The name felt like poison in the air.
“Damon, you don’t have to—”
“She did seem different.” He moved closer, his eyes distant. “When I came back from Singapore, she was colder. More distant. I thought it was stress from the pregnancy, or hormones, or just the normal shifts that happen in a marriage.” His laugh was bitter. “I was building an empire. I didn’t have time to notice my wife was falling apart.”
“That’s not fair to yourself.”
“Isn’t it?” He looked at me then, really looked, and I saw the guilt there. The self-recrimination. “I was so focused on work, on legacy, on building something that would last. And she was here, alone, vulnerable. Easy prey for someone like—” He cut himself off, his jaw clenching.
I wanted to comfort him, to say something that would ease the pain etched into every line of his face. But what could I say? His wife had cheated. His daughter might not be his. His entire life had imploded in the span of one letter.
“The DNA test,” I said instead. “When are you scheduling it?”
“Tomorrow. Tyler recommended a private lab that specializes in discretion.” He ran a hand through his hair. “Results in two weeks. Then we’ll know.”
“And if she’s not yours?”
The question hung between us, terrible and necessary.

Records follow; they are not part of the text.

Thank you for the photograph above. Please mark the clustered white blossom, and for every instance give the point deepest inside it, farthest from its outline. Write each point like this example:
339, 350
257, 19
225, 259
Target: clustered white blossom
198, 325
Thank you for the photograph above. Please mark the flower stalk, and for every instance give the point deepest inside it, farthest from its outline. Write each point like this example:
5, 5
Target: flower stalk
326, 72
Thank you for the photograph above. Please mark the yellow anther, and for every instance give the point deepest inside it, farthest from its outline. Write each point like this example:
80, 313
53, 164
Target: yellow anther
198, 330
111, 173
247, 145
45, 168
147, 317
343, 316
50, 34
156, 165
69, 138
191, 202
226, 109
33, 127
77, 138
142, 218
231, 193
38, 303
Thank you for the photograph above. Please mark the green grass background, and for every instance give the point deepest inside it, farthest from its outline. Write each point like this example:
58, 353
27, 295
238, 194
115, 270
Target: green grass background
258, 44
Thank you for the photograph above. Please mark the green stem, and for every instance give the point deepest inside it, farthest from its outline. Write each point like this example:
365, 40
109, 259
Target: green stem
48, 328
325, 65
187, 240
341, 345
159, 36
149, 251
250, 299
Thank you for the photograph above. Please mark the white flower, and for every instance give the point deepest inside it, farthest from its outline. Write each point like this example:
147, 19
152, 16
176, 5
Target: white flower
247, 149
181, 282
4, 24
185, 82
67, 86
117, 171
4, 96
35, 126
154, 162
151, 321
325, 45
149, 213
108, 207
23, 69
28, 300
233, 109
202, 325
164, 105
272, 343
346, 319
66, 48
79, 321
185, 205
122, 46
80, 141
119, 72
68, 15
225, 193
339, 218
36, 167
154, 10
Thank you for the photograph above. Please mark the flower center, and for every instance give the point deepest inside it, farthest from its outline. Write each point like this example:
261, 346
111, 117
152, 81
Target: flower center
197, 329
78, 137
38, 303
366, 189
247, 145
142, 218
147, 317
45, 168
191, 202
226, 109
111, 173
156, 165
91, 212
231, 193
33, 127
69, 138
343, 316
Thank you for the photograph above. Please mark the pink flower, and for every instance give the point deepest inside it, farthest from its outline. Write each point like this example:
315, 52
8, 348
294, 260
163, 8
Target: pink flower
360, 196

Damon’s eyes met mine, and in them I saw something that broke my heart all over again.
“Then I’ll have spent six months falling in love with a child who’s a living reminder of my wife’s betrayal,” he said flatly. “And I’ll have to decide whether I can look at her every day without seeing Evan’s face instead of Ophelia’s.”
“Damon—”
“I need you to promise me something.” He stepped closer, close enough that I could smell cedar and exhaustion. “Promise me that no matter what the test says, you’ll do what’s right for Lily. Not for me. Not for Ophelia’s memory. For her.”
The intensity in his gaze pinned me in place.
“I promise,” I whispered.
“Good.” He took a step back, creating distance again. “Lily’s nursery is down the hall, third door on the left. The nanny—Macy—works eight to eight most days, but I told her you’d want to be involved. She’s expecting you to stop by tonight to meet Lily properly.”
“Okay.”
“And Keira?” He paused at the door. “Thank you. For staying. For doing this. I know it can’t be easy, living here. With me. After…”
He didn’t finish, but I knew what he meant.
After Ophelia married him instead of me.
After I ran away rather than watch them build a life together.
After five years of silence and longing and trying to forget.
“It’s for Lily,” I said, the words both truth and shield. “Just for Lily.”
His expression was unreadable. “Right. Of course.”
He left, closing the doors quietly behind him, and I was alone in Ophelia’s suite with the ghost of her perfect life surrounding me.
I sank onto the cream sofa, my hands shaking.
What had I done? Agreed to live in my sister’s house, to raise her daughter, to co-parent with the man I’d never stopped loving? This wasn’t selfless. This was self-destruction.
But then I thought of Lily’s brown eyes, so innocent and unknowing. She didn’t ask for any of this. Didn’t ask for a mother who died and a father who might not want her and a paternity test that would decide her entire future.
She deserved someone who would fight for her. Someone who would love her no matter what some lab results said.
I could be that person. I would be that person.
Even if it meant living in the same house as Damon Vale and pretending my heart didn’t break every time he looked at me like I was just his late wife’s sister.
Just a convenient solution to an inconvenient problem.
My phone buzzed. A text from Beatrice: Remember what I said. Guard your heart.
I looked around at Ophelia’s beautiful prison—all silk and gold and empty promises.
My heart was already lost. It had been from the moment I met Damon Vale and realized too late that my sister wanted him too.
Now I just had to survive the consequences.